Chef Peter Merriman and his business partner Bill Terry celebrated the opening of Monkeypod Kitchen at Ko Olina, with a blessing and benefit party on Feb. 1.
Guests could help themselves to all the food they wanted while their drink purchases throughout the evening benefited Aloha United Way.
Although it's never easy to get townies to drive out to Ko Olina at rush hour, the room was packed with foodies, restaurateurs and farmers eager to see Merriman's newest project. I believe that he and Roy Yamaguchi are now the only big name Hawaii chefs with restaurants on four islands.
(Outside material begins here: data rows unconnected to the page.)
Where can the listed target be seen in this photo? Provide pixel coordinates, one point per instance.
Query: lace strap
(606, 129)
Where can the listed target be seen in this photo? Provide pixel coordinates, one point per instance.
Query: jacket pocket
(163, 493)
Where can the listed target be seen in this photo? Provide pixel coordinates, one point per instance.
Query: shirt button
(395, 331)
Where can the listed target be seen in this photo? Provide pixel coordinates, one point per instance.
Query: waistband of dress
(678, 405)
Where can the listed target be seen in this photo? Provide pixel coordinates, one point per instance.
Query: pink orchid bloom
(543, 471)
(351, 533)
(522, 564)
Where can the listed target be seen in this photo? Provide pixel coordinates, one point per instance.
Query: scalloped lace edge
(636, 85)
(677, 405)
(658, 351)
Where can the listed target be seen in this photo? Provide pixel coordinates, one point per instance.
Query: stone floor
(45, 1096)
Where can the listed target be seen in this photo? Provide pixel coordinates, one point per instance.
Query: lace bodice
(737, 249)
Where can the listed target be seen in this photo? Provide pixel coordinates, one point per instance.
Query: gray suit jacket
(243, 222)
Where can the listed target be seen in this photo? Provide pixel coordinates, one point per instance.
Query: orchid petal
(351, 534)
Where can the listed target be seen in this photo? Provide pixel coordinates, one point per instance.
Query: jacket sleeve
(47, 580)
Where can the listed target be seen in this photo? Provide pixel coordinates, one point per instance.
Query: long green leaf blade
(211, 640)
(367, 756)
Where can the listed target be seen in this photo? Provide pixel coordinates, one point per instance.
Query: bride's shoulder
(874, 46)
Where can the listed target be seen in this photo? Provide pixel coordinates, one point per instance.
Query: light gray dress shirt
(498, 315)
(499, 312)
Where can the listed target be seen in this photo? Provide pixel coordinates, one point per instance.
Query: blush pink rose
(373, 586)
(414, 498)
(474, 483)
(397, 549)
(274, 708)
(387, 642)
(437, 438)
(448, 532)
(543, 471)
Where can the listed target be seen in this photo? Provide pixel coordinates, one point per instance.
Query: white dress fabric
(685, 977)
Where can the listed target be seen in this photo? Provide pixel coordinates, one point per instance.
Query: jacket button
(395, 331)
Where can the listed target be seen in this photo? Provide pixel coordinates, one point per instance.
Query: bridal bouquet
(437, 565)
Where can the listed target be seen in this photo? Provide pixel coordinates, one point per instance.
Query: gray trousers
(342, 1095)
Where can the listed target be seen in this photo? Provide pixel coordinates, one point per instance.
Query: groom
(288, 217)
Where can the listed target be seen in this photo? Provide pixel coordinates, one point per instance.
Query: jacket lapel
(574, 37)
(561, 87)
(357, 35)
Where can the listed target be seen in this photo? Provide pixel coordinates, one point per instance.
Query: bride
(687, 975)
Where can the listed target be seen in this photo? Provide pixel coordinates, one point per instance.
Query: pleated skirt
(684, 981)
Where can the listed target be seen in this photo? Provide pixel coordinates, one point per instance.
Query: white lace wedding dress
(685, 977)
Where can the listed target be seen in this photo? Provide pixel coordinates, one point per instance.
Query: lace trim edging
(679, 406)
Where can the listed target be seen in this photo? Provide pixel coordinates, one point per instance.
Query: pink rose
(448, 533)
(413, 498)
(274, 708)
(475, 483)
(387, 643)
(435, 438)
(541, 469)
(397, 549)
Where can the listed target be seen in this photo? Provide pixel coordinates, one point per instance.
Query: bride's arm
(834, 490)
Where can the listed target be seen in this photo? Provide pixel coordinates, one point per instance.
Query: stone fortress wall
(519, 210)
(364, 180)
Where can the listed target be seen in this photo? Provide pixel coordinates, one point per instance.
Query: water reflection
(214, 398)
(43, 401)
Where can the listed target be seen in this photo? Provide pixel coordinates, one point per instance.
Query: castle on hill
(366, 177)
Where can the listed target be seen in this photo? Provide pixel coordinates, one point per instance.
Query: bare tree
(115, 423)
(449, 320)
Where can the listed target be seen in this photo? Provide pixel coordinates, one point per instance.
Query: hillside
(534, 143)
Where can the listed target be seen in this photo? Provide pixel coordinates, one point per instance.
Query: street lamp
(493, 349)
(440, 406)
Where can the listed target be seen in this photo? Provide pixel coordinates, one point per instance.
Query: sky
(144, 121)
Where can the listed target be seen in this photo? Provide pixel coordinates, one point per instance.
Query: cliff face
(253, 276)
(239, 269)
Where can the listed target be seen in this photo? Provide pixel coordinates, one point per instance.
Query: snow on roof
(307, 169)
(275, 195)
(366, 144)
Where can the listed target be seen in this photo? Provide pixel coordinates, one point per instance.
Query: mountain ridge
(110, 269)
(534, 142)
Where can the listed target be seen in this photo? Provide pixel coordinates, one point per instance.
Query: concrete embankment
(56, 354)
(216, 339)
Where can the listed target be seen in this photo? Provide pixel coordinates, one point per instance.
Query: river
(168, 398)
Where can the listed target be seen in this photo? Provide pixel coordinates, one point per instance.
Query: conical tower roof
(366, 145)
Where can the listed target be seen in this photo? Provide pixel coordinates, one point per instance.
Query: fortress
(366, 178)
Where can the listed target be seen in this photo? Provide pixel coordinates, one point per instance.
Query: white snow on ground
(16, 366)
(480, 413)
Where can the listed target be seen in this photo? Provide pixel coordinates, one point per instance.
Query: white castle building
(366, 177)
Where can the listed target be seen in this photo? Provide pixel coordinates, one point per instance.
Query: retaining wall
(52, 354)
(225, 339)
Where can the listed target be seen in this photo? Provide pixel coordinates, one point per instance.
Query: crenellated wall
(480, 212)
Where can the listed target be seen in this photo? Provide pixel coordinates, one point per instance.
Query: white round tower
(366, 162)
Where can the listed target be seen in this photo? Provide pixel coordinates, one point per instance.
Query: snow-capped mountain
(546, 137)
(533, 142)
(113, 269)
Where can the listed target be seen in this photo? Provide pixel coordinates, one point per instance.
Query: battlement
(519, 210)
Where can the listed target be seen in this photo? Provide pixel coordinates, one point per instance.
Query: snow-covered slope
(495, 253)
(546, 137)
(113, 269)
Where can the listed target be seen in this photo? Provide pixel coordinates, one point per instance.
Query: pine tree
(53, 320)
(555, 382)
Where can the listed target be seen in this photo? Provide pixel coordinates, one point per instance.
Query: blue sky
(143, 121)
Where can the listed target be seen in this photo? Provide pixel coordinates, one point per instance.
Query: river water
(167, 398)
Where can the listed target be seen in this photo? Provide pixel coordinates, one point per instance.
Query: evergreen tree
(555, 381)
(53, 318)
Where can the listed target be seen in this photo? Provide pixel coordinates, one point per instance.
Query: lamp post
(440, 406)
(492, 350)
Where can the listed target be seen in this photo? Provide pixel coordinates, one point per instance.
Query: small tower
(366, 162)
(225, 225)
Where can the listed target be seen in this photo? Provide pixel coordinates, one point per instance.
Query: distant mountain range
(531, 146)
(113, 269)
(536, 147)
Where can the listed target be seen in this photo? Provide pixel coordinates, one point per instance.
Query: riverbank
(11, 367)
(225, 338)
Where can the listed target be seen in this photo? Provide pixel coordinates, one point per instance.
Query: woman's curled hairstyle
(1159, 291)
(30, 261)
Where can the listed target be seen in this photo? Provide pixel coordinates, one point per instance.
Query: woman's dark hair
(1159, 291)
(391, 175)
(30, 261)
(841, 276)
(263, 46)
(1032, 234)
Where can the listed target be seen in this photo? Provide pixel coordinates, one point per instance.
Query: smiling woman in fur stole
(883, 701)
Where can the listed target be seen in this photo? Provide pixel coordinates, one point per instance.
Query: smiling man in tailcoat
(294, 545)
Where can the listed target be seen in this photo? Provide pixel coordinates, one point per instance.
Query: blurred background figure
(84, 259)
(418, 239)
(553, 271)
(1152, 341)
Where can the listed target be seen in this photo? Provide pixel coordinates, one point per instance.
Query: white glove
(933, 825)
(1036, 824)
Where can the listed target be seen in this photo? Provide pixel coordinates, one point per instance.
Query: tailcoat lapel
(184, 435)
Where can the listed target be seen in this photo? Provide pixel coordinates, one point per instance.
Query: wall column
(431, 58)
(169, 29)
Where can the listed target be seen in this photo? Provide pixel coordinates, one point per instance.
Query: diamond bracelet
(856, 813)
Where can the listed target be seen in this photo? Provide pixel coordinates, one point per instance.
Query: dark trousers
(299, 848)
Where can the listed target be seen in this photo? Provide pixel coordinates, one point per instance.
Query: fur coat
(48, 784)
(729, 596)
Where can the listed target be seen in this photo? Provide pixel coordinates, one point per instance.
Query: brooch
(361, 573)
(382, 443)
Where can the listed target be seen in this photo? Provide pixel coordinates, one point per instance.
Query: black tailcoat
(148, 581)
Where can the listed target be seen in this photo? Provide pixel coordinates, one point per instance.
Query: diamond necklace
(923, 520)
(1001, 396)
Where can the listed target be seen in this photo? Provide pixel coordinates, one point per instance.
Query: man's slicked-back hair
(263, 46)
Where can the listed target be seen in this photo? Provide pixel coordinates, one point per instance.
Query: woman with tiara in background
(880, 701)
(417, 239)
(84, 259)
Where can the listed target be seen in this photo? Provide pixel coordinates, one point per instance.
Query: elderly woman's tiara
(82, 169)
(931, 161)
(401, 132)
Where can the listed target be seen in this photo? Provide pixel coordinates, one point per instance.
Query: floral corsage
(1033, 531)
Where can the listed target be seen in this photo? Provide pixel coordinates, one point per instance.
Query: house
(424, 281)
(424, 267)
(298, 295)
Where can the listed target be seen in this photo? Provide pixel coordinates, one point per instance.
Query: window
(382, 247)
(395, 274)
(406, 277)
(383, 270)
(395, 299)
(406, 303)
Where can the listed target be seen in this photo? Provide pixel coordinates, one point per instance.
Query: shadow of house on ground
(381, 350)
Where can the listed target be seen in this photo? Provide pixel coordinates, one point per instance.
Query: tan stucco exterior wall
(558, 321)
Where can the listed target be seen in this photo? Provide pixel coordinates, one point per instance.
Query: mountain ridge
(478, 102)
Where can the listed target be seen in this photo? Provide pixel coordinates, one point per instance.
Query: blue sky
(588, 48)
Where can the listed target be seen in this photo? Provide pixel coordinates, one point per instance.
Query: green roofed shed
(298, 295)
The first Monkeypod Kitchen opened in Wailea, Maui, so named, Peter explained when addressing the crowd, because the monkeypod tree is a non-native that has nevertheless thrived in Hawaii, just as he has, as a transplant from Pennsylvania who arrived on Hawaii Island in 1983 and went on to become a leader in the Hawaii Regional Cuisine movement. Monkeypod also fixes nitrogen in the soil so is good for the land and sustainability, and is versatile as a wood used prominently for craft. As an artisan in the kitchen, Merriman said he could identify with that as well.
The restaurant covers two stories at Ko Olina Station, 92-1046 Olani St., in Kapolei, and is a welcome addition to the resort community, where there are few stylish places to simply hang out. (Is this a no-brainer or what?) The Monkeypod Kitchen bar is huge, no doubt in anticipation of great happy hour business, when drink specials include $6 Ocean Vodka cocktails, $6 white and red wines by the glass and $4.75 drafts for beers originally $9 or less, and $7 for those more than $9, and food specials include 50 percent off most appetizers, and $9 pizzas (except the lobster-topped Bourgeois).
You can take a look at some of the dishes here, as presented at the opening:
Peter is blessed by kahu Neddy Tiffany, with his business partner Bill Terry looking on after his own blessing.
Wood-fired Hamakua wild mushroom pizza with white sauce, truffle oil, Parmesan and thyme. It's $17.95. Add chunks of Big Island lobster and it becomes the Bourgeois, at $24.95.
Garlic truffle oil fries with a quarter burger in the background.
Bulgogi pork tacos were really spicy, and not just because of the jalapeños, so you couldn't just pull them out and leave unscathed.
A different kind of saimin, with dashi soy broth, kalua pig, broccoli, green beans, bean srouts, red onion, cilantro, mint, peanuts and tofu over Iwamoto family noodles.
One of my favorite dishes of the evening: Pumpkin Patch Ravioli with kiawe-roasted squash, chevre, spinach and sage brown butter. Butter good!
Gnocchi with Swiss chard, sauteed mushrooms, tomato coulis and chevre.
The restaurant's ground floor, with large bar to the left. The decor is eco-industrial.
The upstairs dining room.
A server delivers the roasted butternut squash pizza, shown in detail below, with its pine nuts, caramelized onions and rosemary.
Poke tacos with avocado cream sauce.
The Pod Thai cocktail comprises Old Lahaina light rum, crème of coconut, lime, lemongrass-cardamom syrup and Thai basil, served up in a glass tiki mug.
While the adults sampled Monkeypod Kitchen's fare, the children danced to the live Hawaiian music.